Photographing autumn color helps me appreciate a season I historically have not enjoyed because its arrival means winter is coming. I do not enjoy winter.
This year my time is short. I forced open a small window of time last Saturday to photograph some color, even though peak had not yet arrived.
The refrigerator in the garage died. I kept my film in there. Dealing with it made me realize that I’ve stockpiled a lot of film. Now I’m trying to shoot it all up, including a roll of Fuji Velvia, the original RVP emulsion, expired since 2006 but always kept frozen. I took it and my Yashica-12 out last Saturday, and I put the film in the mail for processing only on Wednesday. It could be a couple weeks before I, and therefore you, see the results.
But man have the colors gotten much nicer since Saturday. It makes me want to post autumn photos now! So I’ve spelunked my archives. These images will have to tide you, I mean me, over.
Oak trunk Kodak Retina Reflex IV, Schneider-Kreuznach Retina-Xenar 50mm f/2.8 Kodak Tri-X 400 2013
Lately I’ve lost touch with why I started shooting old film cameras in the first place: wondering what quality of images an old piece of gear could produce.

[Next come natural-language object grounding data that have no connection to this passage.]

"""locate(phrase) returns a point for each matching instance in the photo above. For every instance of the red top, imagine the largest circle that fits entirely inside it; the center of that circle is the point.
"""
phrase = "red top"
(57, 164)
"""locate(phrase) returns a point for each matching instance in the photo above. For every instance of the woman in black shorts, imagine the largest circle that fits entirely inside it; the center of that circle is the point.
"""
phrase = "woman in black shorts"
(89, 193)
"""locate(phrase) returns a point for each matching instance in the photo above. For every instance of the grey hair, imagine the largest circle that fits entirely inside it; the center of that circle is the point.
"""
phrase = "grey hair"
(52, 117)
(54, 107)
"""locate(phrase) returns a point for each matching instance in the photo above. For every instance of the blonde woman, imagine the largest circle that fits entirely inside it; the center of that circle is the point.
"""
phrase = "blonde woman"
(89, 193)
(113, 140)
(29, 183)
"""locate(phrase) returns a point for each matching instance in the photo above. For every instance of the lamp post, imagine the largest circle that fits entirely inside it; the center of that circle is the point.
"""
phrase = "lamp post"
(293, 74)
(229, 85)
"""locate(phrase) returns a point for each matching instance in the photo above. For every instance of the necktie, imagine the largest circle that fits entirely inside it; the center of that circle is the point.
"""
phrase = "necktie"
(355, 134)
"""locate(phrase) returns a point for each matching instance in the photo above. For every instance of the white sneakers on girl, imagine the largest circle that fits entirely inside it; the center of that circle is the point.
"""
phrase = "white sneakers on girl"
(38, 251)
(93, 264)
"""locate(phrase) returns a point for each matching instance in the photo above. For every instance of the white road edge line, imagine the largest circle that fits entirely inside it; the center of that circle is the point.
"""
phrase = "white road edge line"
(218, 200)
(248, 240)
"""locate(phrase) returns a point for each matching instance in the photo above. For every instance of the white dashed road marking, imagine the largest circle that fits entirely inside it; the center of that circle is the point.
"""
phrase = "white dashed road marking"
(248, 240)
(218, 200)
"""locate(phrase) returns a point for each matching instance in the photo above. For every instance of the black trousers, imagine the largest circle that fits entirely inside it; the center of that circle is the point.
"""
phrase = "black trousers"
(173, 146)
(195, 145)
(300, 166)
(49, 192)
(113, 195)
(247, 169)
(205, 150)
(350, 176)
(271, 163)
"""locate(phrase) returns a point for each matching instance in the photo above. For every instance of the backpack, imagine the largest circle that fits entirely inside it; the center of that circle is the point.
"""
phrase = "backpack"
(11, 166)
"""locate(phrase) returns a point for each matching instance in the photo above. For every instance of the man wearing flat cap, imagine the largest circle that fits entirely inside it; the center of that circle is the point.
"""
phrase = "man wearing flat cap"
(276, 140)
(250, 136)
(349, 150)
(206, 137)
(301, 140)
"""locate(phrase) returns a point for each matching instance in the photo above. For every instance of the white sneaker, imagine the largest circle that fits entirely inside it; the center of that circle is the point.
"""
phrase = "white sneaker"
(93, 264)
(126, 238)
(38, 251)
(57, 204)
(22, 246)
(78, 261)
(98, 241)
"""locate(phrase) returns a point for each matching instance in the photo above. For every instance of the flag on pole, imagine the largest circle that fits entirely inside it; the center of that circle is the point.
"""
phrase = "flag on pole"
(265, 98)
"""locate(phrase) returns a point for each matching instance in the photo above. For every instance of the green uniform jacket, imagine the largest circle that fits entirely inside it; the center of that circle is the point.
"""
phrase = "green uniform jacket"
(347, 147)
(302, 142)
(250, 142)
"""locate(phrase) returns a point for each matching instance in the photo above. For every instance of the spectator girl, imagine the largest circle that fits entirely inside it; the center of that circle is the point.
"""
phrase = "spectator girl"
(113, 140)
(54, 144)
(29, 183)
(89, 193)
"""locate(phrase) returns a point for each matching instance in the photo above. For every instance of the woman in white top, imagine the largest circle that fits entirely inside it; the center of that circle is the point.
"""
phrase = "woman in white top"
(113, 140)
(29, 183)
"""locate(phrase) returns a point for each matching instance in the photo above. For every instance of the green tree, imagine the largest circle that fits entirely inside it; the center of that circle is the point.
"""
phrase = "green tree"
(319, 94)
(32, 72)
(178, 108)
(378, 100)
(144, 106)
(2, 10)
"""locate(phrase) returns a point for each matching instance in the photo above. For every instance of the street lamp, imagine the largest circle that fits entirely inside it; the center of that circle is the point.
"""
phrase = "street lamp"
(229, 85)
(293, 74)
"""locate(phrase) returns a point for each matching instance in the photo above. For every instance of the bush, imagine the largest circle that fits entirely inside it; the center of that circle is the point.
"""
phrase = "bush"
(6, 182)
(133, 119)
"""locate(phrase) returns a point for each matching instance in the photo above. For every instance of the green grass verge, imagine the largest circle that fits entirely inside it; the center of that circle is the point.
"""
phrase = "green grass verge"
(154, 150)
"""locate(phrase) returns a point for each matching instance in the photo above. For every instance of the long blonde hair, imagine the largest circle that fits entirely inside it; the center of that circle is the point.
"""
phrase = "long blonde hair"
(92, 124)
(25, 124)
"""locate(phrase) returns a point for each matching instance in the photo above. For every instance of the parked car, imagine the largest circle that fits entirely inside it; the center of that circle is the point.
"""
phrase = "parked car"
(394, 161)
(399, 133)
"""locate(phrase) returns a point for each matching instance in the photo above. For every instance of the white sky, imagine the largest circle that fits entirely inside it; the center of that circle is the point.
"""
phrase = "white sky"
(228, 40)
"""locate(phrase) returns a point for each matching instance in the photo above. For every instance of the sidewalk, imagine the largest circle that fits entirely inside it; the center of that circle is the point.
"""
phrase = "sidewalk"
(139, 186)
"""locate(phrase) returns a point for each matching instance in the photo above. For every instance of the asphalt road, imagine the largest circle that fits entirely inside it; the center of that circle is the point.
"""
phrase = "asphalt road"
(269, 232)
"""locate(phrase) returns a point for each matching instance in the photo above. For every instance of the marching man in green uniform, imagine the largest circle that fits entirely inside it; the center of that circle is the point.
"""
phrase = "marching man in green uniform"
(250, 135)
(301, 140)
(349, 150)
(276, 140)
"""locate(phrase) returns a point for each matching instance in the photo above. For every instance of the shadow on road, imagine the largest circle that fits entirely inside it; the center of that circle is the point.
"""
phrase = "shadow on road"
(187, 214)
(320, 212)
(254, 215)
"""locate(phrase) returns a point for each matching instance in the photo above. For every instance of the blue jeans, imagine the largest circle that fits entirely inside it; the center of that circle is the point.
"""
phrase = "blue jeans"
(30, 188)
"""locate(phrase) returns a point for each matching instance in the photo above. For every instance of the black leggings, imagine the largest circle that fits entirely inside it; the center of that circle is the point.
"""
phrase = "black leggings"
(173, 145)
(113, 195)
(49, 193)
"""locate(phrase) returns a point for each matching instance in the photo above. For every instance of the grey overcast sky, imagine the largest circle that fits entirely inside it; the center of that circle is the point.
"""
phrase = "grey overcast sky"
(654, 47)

I’d never shot a Kodak Retina Reflex camera before and I got this one for a song. These leaf-shutter 35mm SLRs offered a limited set of interchangeable front lens elements to yield a few common focal lengths. It can be hard to find a Retina Reflex in good condition as the works are complex and, after 60+ years, failure prone. Mine wasn’t perfect, but it worked well enough.

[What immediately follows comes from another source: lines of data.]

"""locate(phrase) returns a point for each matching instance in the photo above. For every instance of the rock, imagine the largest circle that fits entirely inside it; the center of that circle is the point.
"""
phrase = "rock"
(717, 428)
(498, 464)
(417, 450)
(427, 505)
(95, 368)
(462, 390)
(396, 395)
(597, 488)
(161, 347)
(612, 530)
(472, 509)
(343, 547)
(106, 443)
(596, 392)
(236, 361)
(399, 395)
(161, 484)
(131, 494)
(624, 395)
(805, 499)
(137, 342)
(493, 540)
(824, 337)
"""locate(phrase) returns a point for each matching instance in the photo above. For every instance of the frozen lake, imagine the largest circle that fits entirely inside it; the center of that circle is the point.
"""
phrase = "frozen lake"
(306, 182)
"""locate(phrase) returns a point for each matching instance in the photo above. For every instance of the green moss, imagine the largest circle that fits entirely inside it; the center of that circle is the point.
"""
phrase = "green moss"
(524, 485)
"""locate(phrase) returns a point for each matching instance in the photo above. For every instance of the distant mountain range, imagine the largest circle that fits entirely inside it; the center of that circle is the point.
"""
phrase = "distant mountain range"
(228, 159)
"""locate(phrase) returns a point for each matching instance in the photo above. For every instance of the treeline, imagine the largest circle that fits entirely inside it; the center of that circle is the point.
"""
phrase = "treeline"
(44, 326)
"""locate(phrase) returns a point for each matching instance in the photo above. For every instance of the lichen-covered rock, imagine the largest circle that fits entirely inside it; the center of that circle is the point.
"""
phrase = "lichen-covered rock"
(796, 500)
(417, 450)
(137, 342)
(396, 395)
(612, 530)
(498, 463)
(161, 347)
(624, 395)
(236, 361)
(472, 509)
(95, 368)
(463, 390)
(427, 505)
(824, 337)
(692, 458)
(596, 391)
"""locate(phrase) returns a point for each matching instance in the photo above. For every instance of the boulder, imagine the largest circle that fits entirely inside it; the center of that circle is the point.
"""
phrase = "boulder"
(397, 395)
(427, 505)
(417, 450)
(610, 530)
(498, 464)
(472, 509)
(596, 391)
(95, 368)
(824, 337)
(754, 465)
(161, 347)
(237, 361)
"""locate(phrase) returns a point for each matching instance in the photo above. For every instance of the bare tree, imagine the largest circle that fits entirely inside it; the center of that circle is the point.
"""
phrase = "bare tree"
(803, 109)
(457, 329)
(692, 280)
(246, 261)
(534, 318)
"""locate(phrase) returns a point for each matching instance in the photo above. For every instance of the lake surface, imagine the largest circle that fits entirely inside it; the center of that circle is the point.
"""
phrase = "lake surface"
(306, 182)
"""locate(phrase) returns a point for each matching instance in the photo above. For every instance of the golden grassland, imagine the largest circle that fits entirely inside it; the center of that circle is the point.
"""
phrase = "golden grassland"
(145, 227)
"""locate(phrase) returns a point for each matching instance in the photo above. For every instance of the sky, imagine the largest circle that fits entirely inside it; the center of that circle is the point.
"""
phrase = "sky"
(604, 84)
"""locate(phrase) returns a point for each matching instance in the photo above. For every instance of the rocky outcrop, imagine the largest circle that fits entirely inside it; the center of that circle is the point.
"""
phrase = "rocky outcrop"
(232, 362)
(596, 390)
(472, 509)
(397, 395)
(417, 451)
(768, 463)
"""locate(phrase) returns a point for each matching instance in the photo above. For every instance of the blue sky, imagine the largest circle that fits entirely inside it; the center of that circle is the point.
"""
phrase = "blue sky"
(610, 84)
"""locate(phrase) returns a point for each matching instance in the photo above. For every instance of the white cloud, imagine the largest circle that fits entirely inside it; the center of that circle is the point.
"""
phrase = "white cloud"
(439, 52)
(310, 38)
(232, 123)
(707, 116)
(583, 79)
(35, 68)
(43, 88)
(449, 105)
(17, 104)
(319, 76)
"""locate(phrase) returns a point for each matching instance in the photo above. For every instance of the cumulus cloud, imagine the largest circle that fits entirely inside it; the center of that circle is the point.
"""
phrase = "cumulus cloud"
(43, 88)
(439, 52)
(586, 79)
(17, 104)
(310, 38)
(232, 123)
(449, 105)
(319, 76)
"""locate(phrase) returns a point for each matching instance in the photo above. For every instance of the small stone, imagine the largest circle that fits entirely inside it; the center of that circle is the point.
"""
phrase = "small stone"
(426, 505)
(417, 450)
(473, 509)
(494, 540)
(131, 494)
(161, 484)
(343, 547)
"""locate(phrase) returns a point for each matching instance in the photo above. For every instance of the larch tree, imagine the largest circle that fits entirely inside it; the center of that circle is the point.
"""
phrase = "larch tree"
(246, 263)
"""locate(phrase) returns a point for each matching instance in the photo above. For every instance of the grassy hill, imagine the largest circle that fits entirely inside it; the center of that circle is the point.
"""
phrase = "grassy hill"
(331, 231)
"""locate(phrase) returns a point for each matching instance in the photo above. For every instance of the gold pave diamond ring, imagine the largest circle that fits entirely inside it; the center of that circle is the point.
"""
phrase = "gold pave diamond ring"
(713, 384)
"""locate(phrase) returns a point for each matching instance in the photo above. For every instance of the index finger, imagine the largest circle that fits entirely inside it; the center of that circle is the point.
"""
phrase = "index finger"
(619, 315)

I put a roll of Tri-X into it and blasted through it in an hour in my front yard. It was one of those charmed times with a camera, where I just got lost in the pleasure of shooting. None of my subjects was profound or memorable, but that 50mm Schneider-Kreuznach lens penetrated deep into the detail and made some wonderful images.
It doesn’t always go that way. Sometimes an old camera is just frustrating and returns crap images. This year I haven’t wanted to invest time and effort into a camera to get nothing usable back. That’s always the risk with an unknown old camera.
I have a handful of older cameras I haven’t shot yet. A few old boxes, an early Kodak Retinette, and an Argus Argoflex Forty are upstairs in a box under the bed, awaiting their turns. Here’s hoping I can make time for some of them yet this summer.
Among the Smithsonian’s magnolias Canon PowerShot S95 2018
We approached the National Mall from behind the Smithsonian Castle, only to be surprised by the garden we found there. It’s a rooftop garden of sorts, inasmuch as there is a structure underground beneath it. Yet magnolia trees line it on either side, and they were in bloom this bright early-April day.